This episode made my skin crawl. Like, Ral was so monstrously creeptastic, I just can't even. The negging. The shushing. The hair-touching. Ugh. And I don't think it's (just) a case of miscasting -- though the actor has zero chemistry with Sirtis, is there an actor on the planet who could make those lines and actions appealing? I certainly can't imagine it.

Thankfully, all of the TNG-watching podcasts I'm listening to for this rewatch (Trekabout, Greatest Generation, and The Next Conversation) slammed this episode for its creepiness in different and entertaining ways, so I at least got some reward for suffering through it.
posted by oh yeah! at 5:02 PM on October 12 [2 favorites]


Others have made all the good points so I don’t need to but I groaned out loud when I saw this was that episode. And Ral looks so plastic, which only adds to his creepiness, but the amazing thing is he sounds plastic. The soft-porn aerobics workout clothes and stretching was gross back then and has only aged into infuriating.

Ugh.
posted by kitten kaboodle at 11:54 PM on October 12 [1 favorite]

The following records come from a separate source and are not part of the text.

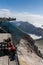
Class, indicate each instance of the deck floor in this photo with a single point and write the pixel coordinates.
(4, 60)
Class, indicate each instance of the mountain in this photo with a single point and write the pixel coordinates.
(28, 28)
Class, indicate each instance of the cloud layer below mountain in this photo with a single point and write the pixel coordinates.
(34, 19)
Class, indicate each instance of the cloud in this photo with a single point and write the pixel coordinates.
(34, 19)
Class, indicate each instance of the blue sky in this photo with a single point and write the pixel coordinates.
(31, 6)
(23, 10)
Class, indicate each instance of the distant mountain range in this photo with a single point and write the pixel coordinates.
(28, 28)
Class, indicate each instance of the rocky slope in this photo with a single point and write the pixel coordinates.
(28, 52)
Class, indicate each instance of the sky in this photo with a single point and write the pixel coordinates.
(31, 6)
(23, 10)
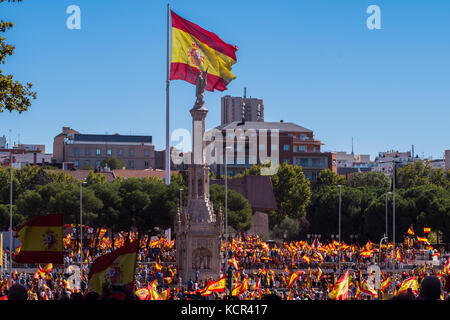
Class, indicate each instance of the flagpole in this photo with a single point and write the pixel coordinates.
(10, 214)
(167, 102)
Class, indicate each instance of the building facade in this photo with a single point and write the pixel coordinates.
(83, 150)
(234, 108)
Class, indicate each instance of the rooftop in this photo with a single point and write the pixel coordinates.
(259, 125)
(112, 138)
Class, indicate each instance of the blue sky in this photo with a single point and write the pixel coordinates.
(313, 62)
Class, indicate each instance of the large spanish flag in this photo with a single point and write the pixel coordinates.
(118, 266)
(194, 49)
(340, 290)
(42, 240)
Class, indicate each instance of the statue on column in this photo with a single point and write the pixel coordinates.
(201, 83)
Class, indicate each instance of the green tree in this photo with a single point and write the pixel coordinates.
(94, 178)
(14, 96)
(292, 193)
(328, 178)
(239, 209)
(18, 219)
(369, 179)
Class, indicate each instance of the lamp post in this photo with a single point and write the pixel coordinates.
(10, 213)
(181, 200)
(339, 263)
(226, 208)
(81, 219)
(393, 224)
(386, 235)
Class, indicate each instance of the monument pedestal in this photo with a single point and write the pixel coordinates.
(198, 231)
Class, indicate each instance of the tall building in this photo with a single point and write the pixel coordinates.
(280, 142)
(234, 108)
(384, 161)
(137, 152)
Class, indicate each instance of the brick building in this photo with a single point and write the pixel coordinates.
(137, 152)
(280, 142)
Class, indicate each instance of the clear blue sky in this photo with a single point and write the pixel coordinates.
(313, 62)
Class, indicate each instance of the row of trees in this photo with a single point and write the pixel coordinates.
(141, 204)
(422, 198)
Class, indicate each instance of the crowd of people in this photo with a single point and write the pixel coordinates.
(297, 270)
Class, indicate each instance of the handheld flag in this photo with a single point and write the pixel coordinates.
(41, 239)
(340, 290)
(117, 267)
(194, 49)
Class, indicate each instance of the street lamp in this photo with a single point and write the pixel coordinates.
(340, 192)
(10, 213)
(226, 208)
(393, 224)
(81, 218)
(181, 200)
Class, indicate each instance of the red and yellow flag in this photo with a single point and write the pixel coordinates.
(421, 239)
(367, 289)
(340, 290)
(194, 49)
(410, 283)
(385, 283)
(119, 266)
(292, 279)
(41, 239)
(216, 286)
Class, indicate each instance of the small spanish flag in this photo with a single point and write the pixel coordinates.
(410, 283)
(216, 286)
(42, 240)
(118, 266)
(340, 290)
(194, 49)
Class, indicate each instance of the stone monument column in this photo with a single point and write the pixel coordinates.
(198, 231)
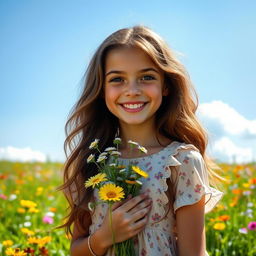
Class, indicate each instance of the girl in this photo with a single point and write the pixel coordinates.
(136, 88)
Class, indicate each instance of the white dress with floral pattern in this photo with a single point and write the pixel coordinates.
(191, 183)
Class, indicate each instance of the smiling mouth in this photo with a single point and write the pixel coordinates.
(133, 107)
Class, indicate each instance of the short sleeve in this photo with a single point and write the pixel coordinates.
(192, 182)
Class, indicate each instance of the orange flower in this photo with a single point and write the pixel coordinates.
(224, 217)
(252, 181)
(219, 226)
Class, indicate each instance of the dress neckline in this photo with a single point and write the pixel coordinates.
(150, 155)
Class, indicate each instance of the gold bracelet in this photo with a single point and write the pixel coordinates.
(89, 246)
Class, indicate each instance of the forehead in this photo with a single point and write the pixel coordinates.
(124, 58)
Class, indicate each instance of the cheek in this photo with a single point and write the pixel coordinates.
(111, 96)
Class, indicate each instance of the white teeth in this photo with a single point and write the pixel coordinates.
(133, 106)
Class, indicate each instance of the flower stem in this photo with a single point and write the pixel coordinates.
(111, 226)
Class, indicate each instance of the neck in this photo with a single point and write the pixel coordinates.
(146, 136)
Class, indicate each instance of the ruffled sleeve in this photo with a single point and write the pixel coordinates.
(191, 182)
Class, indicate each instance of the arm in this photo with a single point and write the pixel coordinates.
(79, 242)
(129, 218)
(190, 229)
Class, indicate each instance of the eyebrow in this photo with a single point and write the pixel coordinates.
(141, 71)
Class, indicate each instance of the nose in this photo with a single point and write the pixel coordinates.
(132, 88)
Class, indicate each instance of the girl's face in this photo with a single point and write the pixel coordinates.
(133, 86)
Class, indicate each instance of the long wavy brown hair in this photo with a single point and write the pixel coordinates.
(90, 117)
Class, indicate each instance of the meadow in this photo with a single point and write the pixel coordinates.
(31, 208)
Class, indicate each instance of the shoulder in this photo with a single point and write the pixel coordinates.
(185, 153)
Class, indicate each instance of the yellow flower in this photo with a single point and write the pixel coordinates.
(33, 210)
(28, 204)
(111, 192)
(15, 252)
(39, 191)
(10, 251)
(246, 185)
(95, 180)
(130, 181)
(219, 226)
(21, 210)
(42, 241)
(139, 171)
(27, 231)
(7, 243)
(32, 240)
(142, 149)
(90, 158)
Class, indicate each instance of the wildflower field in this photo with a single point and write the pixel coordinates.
(30, 208)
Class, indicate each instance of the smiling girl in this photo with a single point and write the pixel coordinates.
(136, 88)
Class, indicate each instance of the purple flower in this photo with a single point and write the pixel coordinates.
(47, 219)
(252, 225)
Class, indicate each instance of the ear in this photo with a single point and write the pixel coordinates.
(165, 91)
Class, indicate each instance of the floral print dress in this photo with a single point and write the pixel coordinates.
(184, 165)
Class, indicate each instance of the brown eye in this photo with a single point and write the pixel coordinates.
(148, 78)
(116, 80)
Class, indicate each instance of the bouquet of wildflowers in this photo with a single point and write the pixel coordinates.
(115, 182)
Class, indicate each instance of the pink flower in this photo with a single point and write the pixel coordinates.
(47, 219)
(243, 230)
(3, 196)
(252, 225)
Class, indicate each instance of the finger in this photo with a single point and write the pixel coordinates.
(140, 214)
(141, 205)
(140, 225)
(118, 204)
(134, 201)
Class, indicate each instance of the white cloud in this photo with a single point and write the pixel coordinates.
(227, 151)
(232, 136)
(21, 154)
(228, 118)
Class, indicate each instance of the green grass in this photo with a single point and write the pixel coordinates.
(37, 182)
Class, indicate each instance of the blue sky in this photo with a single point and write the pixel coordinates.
(46, 46)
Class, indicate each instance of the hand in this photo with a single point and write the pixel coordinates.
(128, 218)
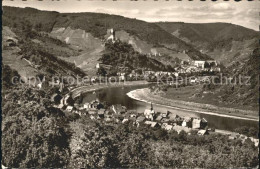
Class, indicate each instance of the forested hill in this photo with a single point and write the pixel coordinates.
(97, 24)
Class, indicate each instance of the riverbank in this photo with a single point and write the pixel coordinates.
(146, 96)
(90, 88)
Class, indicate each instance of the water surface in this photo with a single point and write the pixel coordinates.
(117, 95)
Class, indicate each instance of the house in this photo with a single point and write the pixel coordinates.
(255, 141)
(155, 125)
(108, 119)
(92, 112)
(172, 116)
(196, 123)
(180, 128)
(167, 126)
(148, 122)
(164, 120)
(56, 98)
(149, 114)
(125, 120)
(118, 109)
(203, 132)
(87, 105)
(233, 136)
(92, 117)
(96, 104)
(68, 100)
(204, 123)
(158, 118)
(199, 63)
(165, 114)
(140, 119)
(101, 113)
(61, 106)
(187, 122)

What are your interpretations of what Ral meant by saying he felt responsible for Riker because of Deanna? What exactly was he supposed to be driving at there? That portion of the conversation has always eluded me.
posted by Fukiyama at 8:19 AM on October 14


Here's the Chakoteya.net transcript:
RAL: You know, I feel responsible for you in a way. Related. Deanna. We both love Deanna. Oh, in different ways, of course.
RIKER: I will remove the burden of that responsibility right now. My relationship with Deanna stands very well on its own without any help from you.
RAL: Of course it does. Of course it does. It's just that, well, she's an extraordinary woman. Brilliant. Lovely. Very passionate. And she could have been yours, Will, but you just didn't do enough to keep her. And now, well, I'm here, and I'm going to take her too.
RIKER: That's the first bad play I've seen you make. If you can bring happiness into Deanna's life, nothing would please me more. You know, you're really not such a bad sort, Ral, except you don't have any values, beyond the value of today's bid, that is. Deanna is just the woman to bring some meaning to your sorry existence, if you're smart enough to take it. I doubt that you are. To the last mile.
I've always interpreted it as kind of equivalent to Ral saying "I pity you," but phrasing it as "responsible/related" sounds more buddy-buddy/diplomatic in that oily Ral way.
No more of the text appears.